Question

Help pleaseee MEDAL! <3

Answer 1

k

Answer 2

ok

Answer 3

whats up?

Answer 4

1. solve the system of equations.
y=2x^2-3
y=3x-1 (1 point)
A. no solution
B. (-1/2,5)(2,-5/2)
C. (-1/2,-5/2)(2,5)
D. (1/2,5/2)(2,5)

Answer 5

@Marco,Phillip

Answer 6

2. How many real number solutions are there to the equation 0=-3x^2+x-4
A. 0
B. 1
C. 2
D. 3

Answer 7

it'd be better if you post only one question at a time :)

Answer 8

3. Solve the equation by completing the square.

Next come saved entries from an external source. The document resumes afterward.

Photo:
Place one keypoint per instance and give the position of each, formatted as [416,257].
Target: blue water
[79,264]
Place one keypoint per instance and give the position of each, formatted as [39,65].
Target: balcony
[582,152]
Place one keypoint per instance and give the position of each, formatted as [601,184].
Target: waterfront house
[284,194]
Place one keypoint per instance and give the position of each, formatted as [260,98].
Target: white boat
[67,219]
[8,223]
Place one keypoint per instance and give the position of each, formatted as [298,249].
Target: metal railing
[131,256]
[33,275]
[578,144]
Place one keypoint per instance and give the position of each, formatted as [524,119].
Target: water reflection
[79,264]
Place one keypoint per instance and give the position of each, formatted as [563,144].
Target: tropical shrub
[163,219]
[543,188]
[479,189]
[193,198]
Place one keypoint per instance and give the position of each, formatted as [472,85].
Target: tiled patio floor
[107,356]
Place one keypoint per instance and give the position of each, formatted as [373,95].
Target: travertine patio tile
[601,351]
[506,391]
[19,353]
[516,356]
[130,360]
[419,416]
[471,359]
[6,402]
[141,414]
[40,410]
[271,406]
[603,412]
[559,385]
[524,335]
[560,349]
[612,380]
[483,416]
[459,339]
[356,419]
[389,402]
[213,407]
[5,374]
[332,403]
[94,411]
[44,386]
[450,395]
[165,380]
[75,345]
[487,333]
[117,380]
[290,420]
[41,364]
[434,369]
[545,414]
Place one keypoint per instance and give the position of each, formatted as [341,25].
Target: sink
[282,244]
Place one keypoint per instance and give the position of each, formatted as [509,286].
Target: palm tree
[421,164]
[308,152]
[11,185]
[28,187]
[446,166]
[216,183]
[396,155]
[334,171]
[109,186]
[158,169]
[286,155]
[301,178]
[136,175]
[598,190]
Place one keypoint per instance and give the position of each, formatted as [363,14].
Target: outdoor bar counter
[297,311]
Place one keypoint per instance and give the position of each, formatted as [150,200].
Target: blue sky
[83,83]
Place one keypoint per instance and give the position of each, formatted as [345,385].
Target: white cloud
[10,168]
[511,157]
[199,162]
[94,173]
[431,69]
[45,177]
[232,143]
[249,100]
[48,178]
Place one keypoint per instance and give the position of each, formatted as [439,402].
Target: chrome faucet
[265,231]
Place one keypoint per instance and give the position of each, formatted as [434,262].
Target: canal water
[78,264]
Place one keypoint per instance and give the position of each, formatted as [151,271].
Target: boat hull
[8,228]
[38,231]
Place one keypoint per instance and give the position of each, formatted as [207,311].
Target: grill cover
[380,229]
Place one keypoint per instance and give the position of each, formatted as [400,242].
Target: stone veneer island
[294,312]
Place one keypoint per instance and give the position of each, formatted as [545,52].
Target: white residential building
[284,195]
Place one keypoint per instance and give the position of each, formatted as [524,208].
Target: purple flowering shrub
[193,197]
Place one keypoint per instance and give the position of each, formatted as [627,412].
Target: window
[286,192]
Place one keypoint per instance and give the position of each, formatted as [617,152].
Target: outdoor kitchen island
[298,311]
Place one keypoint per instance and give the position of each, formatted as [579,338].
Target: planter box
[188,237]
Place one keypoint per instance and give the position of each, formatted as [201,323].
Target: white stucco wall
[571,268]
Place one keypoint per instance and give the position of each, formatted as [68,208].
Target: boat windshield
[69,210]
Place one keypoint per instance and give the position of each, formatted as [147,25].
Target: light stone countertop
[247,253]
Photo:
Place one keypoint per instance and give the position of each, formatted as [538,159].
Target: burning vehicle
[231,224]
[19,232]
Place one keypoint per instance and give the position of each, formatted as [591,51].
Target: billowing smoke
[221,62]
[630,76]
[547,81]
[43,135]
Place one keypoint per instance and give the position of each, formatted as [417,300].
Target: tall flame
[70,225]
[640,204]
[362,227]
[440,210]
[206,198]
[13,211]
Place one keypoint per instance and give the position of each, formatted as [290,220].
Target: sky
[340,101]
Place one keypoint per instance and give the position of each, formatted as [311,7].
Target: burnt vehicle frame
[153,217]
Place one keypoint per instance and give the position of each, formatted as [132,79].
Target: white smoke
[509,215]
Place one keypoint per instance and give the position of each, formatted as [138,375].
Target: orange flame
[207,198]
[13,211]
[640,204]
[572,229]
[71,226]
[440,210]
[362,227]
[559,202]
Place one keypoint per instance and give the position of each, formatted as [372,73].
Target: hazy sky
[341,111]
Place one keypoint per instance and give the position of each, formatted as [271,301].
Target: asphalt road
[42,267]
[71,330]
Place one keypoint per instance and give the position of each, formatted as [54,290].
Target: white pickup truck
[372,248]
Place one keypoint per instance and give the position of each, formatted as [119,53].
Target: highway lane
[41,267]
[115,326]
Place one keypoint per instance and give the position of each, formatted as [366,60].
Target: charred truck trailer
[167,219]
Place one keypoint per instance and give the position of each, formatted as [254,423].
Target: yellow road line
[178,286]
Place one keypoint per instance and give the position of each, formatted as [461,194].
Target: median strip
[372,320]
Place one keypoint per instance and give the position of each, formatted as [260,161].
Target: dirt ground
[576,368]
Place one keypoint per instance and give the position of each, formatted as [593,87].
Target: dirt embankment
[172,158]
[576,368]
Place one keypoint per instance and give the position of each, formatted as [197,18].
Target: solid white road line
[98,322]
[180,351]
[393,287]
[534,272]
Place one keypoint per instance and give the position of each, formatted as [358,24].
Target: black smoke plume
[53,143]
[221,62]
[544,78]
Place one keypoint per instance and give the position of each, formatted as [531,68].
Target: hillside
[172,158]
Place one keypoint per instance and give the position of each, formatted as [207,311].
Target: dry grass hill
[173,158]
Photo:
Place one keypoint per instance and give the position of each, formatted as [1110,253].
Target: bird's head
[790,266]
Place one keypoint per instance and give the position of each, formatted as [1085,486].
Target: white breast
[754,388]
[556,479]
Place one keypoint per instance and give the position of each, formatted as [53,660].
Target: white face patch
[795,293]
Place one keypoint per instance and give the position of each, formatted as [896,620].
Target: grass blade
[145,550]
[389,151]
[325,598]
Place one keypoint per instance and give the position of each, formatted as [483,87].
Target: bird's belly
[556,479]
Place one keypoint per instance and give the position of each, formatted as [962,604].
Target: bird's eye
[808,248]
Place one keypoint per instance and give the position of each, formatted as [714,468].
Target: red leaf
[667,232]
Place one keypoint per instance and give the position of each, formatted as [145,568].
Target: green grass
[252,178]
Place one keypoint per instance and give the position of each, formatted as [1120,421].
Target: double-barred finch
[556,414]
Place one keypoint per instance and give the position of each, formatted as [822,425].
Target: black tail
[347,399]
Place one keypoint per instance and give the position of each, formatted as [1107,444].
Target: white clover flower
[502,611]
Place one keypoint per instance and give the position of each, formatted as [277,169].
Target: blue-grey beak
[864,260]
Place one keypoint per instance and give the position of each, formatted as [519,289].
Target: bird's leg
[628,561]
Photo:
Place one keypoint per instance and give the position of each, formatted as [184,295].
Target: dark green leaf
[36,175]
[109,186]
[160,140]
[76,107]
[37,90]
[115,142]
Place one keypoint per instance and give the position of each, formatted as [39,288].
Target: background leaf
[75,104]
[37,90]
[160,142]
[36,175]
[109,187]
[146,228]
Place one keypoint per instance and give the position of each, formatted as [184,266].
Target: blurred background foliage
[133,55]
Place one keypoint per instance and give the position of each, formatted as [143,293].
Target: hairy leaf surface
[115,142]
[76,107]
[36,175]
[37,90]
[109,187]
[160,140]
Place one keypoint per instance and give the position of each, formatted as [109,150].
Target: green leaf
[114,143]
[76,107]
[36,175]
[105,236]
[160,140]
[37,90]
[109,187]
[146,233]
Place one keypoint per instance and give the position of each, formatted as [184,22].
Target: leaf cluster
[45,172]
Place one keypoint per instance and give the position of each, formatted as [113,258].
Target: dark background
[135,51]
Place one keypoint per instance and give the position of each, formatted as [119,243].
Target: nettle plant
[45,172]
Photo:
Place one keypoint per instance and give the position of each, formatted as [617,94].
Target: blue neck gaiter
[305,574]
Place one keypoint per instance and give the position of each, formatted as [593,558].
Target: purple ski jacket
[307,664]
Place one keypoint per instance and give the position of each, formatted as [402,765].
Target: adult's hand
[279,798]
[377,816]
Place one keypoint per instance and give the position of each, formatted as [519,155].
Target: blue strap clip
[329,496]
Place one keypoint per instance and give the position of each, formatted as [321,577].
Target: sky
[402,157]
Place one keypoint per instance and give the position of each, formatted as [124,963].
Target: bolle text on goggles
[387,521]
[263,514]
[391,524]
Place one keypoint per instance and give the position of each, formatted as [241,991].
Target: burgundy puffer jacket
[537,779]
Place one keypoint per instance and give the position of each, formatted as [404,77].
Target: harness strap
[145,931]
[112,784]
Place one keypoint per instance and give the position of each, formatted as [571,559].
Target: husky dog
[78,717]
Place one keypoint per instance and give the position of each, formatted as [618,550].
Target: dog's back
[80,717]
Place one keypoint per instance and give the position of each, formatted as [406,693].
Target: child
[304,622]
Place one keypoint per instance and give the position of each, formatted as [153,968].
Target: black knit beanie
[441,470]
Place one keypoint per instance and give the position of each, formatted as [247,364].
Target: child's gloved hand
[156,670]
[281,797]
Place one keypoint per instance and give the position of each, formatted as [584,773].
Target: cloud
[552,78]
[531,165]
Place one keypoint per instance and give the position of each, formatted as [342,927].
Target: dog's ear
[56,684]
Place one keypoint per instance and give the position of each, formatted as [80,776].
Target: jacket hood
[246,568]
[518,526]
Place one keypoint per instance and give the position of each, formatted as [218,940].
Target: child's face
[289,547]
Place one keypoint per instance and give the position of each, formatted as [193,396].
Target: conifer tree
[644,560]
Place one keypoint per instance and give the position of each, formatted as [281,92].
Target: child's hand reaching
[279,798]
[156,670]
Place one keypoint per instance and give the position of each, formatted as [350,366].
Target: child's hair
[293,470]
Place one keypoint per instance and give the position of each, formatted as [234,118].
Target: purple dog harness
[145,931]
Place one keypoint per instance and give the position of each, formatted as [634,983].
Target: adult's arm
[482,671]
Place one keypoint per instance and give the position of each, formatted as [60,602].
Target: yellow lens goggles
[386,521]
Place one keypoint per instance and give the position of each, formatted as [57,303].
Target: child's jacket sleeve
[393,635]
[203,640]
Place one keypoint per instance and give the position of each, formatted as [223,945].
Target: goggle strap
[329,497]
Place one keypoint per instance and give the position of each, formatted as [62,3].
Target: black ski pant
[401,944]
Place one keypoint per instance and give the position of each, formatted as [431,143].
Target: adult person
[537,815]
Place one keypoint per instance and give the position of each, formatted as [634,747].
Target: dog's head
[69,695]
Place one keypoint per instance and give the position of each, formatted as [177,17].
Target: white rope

If necessary, round to the nearest hundredth. x^2-18x=19
A. 1;19
B.-1;19
C.3;6
D.-3;1

Answer 9

lets start with 1.
y=2x^2-3
y= 3x-1
so,

2x^2-3 = 3x-1
this is a simple quadratic equation.
do you know how to solve quadratics ?

Answer 10

ohh okay, ill just wait until those get answered to put the last few :) thanks for all of the help and please dont just put the letter id really love it if you could explain to me how to get the answer, this stuff confuses me >.<

Answer 11

Sorta

Answer 12

so can you try to solve
2x^2-3 = 3x-1
?
try it, if you get stuck, i am here :)

Answer 13

so either im really confused or the answer is no solution for #1, anyone know if im correct?

Answer 14

and number 2 is 2 solutions? anyone out there to tell me if im getting these right?

Answer 15

let me give you a headstart,
2x^2 -3x-2=0

2 numbers with sum =-3 and product=-4 are .???

sorry, I keep on losing the internet connection :(

Answer 16

\(2x^2 -3x-2=0 \\ 2x^2-4x+x-2=0 \\ 2x(x-2) +1(x-2) = 0\)

can you try to continue?
factor out x-2 from on the left side.